The impression, on my part, that he did not wish the boy to overhear what he said was partly confirmed when my companion began the conversation in tones so low as to be barely audible above the rattle of the train. But I confess that I was somewhat unprepared for the substance of his communication, even when I did catch his meaning. At first, what he said was almost unintelligible to me, but at length I contrived to gather, from what he told me, that some trouble (affliction, I think, was the word he used) had lately overtaken him, and he seemed, though indirectly, to appeal to me for sympathy under his trial. The appeal, however, was entirely indirect, as no particulars were afforded—at least, if they were, I failed to understand their meaning. Under these circumstances, I was about to inquire, as delicately as I could, what the nature of his difficulty might be, when I chanced to notice that, as he spoke, his eyes would every now and then wander from looking in my face, and turn, as it were unconsciously, in the direction of his boy, not apprehensively, or as if he were afraid of him as a listener, but gently and tenderly, as if in deep solicitude on his account. This being the case, I forebore to press the father with questions which might be considered intrusive. The trouble to which he alluded was perhaps connected with the lad’s future, perhaps with something else concerning him, anyhow the secret, whatever it was, seemed to lie in that, or in some other equally delicate quarter, for Dr. Wygram did not give me any explicit details—rather avoided doing so, with a reticence quite unlike his customary frankness. But he had a favour to ask of me. It came to that, in the end.
“You know,” he said appealingly, “you are my oldest friend—almost my only friend now, for my wandering life does not gain me new ones, and I beg you, most earnestly, to aid me, to help me, in this trouble—” Here he paused as if about to make some disclosure, then, checking himself, “to counsel me, when I ask you, at a future time.”

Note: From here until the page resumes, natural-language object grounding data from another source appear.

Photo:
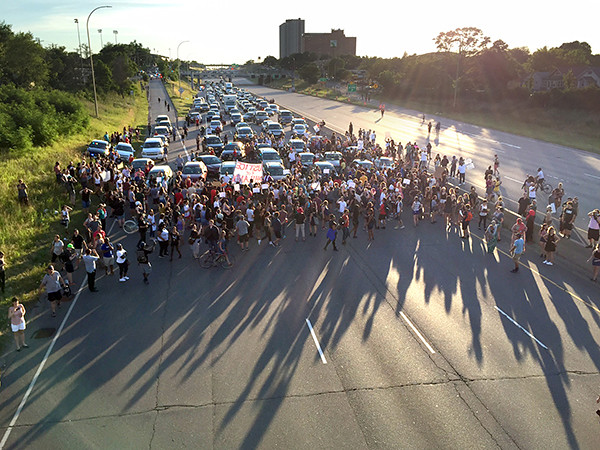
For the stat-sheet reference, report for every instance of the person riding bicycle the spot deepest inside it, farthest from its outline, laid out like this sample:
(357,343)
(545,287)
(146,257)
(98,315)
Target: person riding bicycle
(540,177)
(222,246)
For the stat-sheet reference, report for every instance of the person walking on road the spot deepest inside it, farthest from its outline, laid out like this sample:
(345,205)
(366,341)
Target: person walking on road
(16,315)
(122,262)
(595,258)
(53,283)
(517,250)
(89,260)
(550,247)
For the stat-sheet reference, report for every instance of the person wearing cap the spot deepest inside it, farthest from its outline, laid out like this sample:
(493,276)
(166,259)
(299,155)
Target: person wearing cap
(53,283)
(517,250)
(68,257)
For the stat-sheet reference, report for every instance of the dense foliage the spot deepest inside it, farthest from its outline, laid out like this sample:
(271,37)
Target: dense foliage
(41,88)
(467,64)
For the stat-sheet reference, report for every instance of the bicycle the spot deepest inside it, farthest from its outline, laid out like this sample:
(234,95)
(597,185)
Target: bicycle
(544,186)
(131,226)
(213,259)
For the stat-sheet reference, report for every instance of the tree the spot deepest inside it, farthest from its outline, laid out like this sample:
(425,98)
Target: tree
(310,72)
(270,61)
(468,41)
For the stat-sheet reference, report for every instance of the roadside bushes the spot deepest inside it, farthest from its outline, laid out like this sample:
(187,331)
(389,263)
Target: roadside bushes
(37,117)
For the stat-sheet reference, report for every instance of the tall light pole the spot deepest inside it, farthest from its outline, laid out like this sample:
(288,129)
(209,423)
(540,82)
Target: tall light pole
(87,27)
(179,66)
(80,51)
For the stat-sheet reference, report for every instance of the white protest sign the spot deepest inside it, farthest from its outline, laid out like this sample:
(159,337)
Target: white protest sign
(245,172)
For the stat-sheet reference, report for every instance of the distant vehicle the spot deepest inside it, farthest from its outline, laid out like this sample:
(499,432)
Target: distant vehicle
(275,129)
(227,168)
(125,151)
(212,163)
(260,117)
(236,118)
(300,129)
(153,148)
(160,172)
(364,164)
(245,133)
(270,155)
(307,158)
(214,142)
(335,158)
(230,101)
(285,117)
(98,147)
(141,163)
(326,167)
(275,169)
(196,170)
(297,145)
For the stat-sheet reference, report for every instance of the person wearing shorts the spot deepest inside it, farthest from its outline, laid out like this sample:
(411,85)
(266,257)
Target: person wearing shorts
(53,283)
(16,314)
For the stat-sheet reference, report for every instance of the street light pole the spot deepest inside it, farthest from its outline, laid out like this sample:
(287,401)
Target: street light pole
(87,27)
(80,51)
(179,66)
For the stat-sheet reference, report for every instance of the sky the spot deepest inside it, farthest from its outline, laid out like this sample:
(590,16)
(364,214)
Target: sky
(238,31)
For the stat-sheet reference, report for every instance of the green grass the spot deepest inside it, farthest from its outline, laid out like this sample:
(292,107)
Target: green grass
(571,128)
(182,102)
(26,232)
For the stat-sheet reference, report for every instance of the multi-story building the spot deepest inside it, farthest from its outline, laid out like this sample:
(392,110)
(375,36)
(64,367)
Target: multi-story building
(290,37)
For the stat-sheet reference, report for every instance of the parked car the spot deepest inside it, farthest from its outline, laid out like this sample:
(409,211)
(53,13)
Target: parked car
(214,142)
(153,148)
(335,158)
(196,170)
(98,147)
(212,163)
(275,169)
(125,150)
(160,173)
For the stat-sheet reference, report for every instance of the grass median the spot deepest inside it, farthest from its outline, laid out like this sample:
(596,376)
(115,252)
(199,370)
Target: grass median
(571,128)
(26,231)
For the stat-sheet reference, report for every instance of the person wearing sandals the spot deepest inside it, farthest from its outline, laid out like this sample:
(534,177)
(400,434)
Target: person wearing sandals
(16,314)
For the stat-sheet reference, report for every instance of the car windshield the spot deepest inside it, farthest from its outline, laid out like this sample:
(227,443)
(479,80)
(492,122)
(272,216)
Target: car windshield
(192,170)
(275,170)
(211,160)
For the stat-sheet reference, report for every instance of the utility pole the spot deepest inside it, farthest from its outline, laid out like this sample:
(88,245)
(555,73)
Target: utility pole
(87,27)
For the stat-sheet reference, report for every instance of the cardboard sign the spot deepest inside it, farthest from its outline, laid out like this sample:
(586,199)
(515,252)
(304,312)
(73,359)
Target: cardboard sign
(245,172)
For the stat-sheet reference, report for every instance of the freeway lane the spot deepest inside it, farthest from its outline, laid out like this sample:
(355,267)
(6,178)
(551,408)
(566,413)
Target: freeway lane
(578,170)
(222,359)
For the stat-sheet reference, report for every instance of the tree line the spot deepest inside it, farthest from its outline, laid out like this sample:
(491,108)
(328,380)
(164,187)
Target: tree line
(41,88)
(466,67)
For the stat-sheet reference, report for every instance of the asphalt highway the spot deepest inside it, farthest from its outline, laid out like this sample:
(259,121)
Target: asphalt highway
(579,171)
(416,340)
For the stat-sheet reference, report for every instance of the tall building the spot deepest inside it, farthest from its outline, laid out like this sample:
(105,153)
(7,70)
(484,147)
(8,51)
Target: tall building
(290,37)
(330,44)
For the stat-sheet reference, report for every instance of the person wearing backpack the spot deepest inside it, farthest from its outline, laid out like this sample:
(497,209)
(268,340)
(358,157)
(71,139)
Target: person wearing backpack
(143,250)
(466,216)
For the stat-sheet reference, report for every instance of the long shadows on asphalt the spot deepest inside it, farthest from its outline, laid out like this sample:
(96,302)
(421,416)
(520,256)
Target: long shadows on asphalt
(247,325)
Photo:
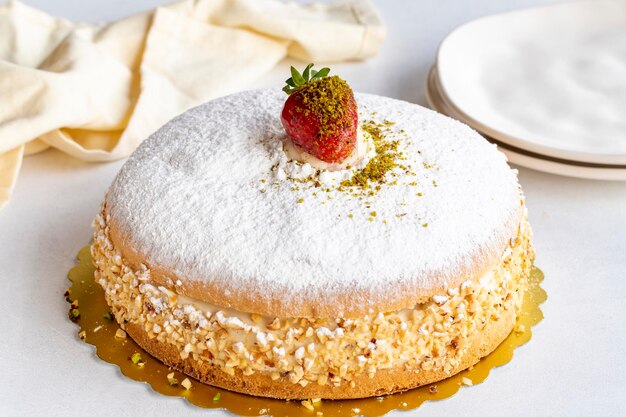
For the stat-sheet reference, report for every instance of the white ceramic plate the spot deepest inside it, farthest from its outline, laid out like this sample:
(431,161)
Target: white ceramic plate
(523,157)
(550,80)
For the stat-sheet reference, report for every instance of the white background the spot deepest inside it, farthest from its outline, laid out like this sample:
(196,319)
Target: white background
(574,365)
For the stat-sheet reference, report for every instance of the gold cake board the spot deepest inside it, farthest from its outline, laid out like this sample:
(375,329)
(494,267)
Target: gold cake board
(100,332)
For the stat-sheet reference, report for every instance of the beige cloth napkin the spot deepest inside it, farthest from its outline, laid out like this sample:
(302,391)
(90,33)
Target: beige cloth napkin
(96,91)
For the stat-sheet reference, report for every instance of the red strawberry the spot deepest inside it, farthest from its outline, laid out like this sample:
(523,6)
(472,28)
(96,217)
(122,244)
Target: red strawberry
(320,114)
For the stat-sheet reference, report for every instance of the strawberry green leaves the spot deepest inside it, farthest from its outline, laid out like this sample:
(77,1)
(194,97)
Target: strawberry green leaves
(297,80)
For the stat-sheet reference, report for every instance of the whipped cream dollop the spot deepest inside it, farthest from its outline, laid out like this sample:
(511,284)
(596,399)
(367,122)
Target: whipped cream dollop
(296,163)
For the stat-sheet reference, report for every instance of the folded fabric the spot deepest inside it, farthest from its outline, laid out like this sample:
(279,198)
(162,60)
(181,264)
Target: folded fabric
(96,91)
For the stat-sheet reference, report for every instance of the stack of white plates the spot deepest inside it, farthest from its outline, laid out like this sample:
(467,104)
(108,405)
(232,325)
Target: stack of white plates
(547,85)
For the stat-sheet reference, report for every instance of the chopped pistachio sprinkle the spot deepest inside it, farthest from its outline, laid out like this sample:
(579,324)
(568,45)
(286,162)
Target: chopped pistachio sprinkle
(326,99)
(387,158)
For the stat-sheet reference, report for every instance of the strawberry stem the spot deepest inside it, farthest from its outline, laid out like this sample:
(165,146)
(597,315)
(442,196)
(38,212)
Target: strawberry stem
(297,80)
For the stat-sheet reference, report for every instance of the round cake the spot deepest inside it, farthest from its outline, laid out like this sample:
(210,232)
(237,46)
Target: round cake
(247,268)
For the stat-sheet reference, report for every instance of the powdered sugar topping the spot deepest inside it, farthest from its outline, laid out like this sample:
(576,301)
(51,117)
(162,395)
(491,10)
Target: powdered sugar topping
(204,198)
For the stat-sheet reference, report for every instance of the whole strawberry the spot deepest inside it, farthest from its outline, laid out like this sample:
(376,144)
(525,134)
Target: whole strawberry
(320,114)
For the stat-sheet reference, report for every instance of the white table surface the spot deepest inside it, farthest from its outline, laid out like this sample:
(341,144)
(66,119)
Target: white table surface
(573,366)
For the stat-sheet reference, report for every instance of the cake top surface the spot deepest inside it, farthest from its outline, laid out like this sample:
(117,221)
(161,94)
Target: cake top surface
(212,202)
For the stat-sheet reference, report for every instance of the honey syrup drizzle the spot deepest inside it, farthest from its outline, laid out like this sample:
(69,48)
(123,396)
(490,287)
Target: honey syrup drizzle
(99,331)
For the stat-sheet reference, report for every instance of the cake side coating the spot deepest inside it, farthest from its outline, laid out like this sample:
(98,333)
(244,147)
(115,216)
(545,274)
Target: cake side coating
(201,204)
(308,357)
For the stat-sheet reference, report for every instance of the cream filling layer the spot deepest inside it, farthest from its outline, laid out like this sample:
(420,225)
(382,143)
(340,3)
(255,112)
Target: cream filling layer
(431,336)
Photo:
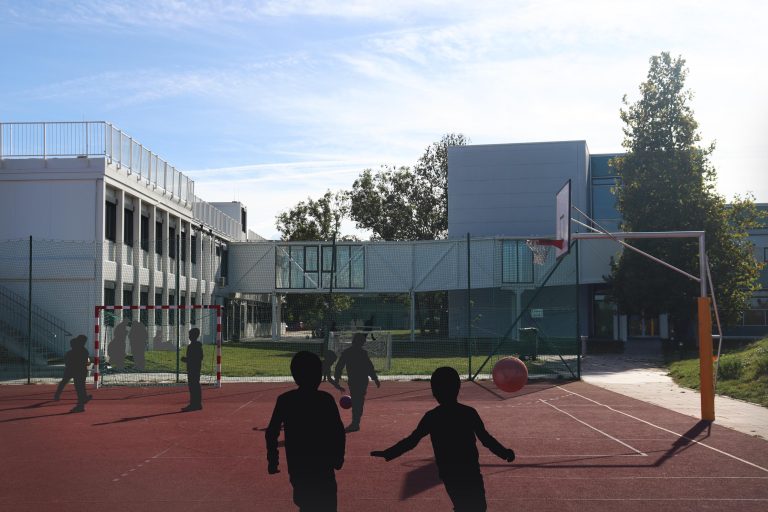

Of course, my somewhat pardonable curiosity had no further excuse, but I murmured that I would be very glad if, at any time, I could be of service to him. I added that our old friendship justified such a claim on his part, and that, for my own, I would gladly meet it, when necessary. I confess I thought that the reserve accompanying his request was somewhat singular.
“Ah, but promise! promise to me!” (he repeated the word with such passionate emphasis as to startle me); “promise that if I write you at any time and ask you to come to my help, you will do it—wherever I may be.”